Uralkali may see a positive effect from the currency factor in its upcoming finances release in its EBITDA* figures, despite the company’s current Solikamsk-2 troubles and the likely drop in associated sales volumes and revenue.

Monitoring activities

Uralkali confirmed that the average level of brine flow measured between 18 November, the date of the first detection of elevated brine flow levels, and 10 December, was more than 700 cubic metres per hour.

Water inflow is being recordedthrough brine level checks, additional water monitoring wells are being drilled, the air is being continuously observed for escaping mine gasses, while the sinkhole associated with the flooding is being surveyed by drones and seismic monitoring of the sinkhole area has intensified, the company said.

Raised production volumes

Potash Corp. of Saskatchewan (PotashCorp.)’s CEO, Jochen Tilk, suggested to delegates at the Citigroup Inc. Basic Materials conference in New York in December that the accident could be linked to Uralkali’s increased 2014 production volumes.

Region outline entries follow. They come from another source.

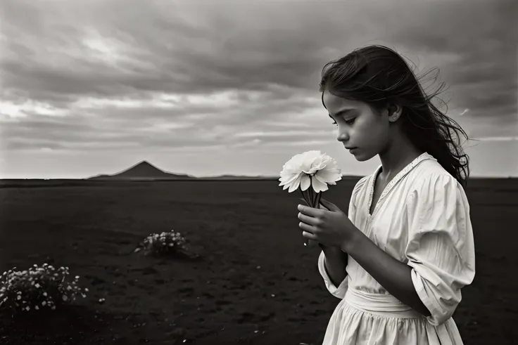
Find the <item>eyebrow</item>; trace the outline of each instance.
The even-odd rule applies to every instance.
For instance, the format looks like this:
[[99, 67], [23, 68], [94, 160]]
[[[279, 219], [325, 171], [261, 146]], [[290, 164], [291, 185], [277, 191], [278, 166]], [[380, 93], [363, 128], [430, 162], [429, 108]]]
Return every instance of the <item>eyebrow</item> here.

"As a mining engineer, I’m not surprised [by the occurrence of the problems] — I can tell you every time you crank up your operations to a higher limit you will encounter issues," Tilk said.

"Whether it’s a breakdown in equipment, whether it’s due to technical failure: this is what we live by. This is what we have management systems in place for to prevent," he added.

Uralkali said that the 1,266 mine and associated plant employees — of which 771 are mine workers — who are not involved in the rescue efforts are on leave until 15 January 2015, and are being paid two thirds of their average salary. The company is seeking to employ them at the other facilities that it owns.